What size winter tires should I get?
What tires are reccomended for a Chicago winter/daily driver?

Question for Gary...
My inlaws live in South Bend so I was thinking of coming to the Tire Rack to pick up my winter tires. Will you guys install the tires there? What do you charge for install?

Any help anyone can provide would be greatly appreciated!


----------



## [email protected] (Jun 10, 2003)

We would recommended minus sizing to 17" for winter use on this car using a 225/45R17 tire size on all four corners. There are handful of wheels we carry that will clear the brakes and work well. Two of the more popular choices have been the Sport Edition A7 and Rial Salerno. For maximum winter traction, consider the Bridgestone Blizzak WS-60. For more of a balance between winter traction and dry road handling/cornering, we've had very good experience with the Dunlop Winter Sport 3D and Bridgestone Blizzak LM25.
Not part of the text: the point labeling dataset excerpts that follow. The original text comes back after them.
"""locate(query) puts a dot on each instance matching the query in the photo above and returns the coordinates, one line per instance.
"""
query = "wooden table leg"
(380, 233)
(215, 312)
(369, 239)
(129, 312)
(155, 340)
You can view the complete list of wheel and tire options, along with costs and availability here :

Winter
http://www.tirerack.com/a.jsp?a=AH8&url=/winter/index.jsp

No problem to pick up locally and we install wheel and tire packages for no charge , but often our state sales tax costs more than shipping and by the time you're ready to actually drive on winter tires (November or later) we may be out of much of our inventory.


----------



## gr28 (Nov 22, 2006)

[email protected] said:


> We would recommended minus sizing to 17" for winter use on this car using a 225/45R17 tire size on all four corners. There are handful of wheels we carry that will clear the brakes and work well. Two of the more popular choices have been the Sport Edition A7 and Rial Salerno. For maximum winter traction, consider the Bridgestone Blizzak WS-60. For more of a balance between winter traction and dry road handling/cornering, we've had very good experience with the Dunlop Winter Sport 3D and Bridgestone Blizzak LM25.
> 
> You can view the complete list of wheel and tire options, along with costs and availability here :
> 
> ...


Hi Gary. I have a similar setup, 335i coupe. I see that you recommend 225/45R17, yet when I shop winter tires by vehicle on the Tire Rack website it recommends 205/50R17 as preferable. I understand that narrower tires will grip snow better, but most of my winter driving will not be on snow, so I'm wondering if your recommendation is better. Also, I was planning on going with the Dunlop Winter Sport M3 or 3D runflats, but the website only seems to show the non run-flat Winter Sport 3D, the DSST seems to be on backorder, and I read on another posting that the runflats are no longer being made by Dunlop. Can you shed any light on this?

Thanks,
Glenn


----------



## [email protected] (Jun 10, 2003)

205/50R17 is a bit more narrow which will help slightly with unpacked, loose snow traction but not in packed snow or ice. This size tire will not mount on a 17X8 and must use a 17X7.5 wheel and has fewer tire choices. For many, the 225/45R17 would be a better option. Unfortunately it does not appear that we will see any runflat Dunlop snows in 225/45R17 or 205/50R17 this season, however the very comparable Blizzak LM22RFT runflat tire is available in 225/45R17 for a great alternative choice.


----------



## amjustice (Jan 29, 2008)

Gary 2 questions...
Whats going on with the Borbet LV5's any chance they are going to be back in stock before Nov?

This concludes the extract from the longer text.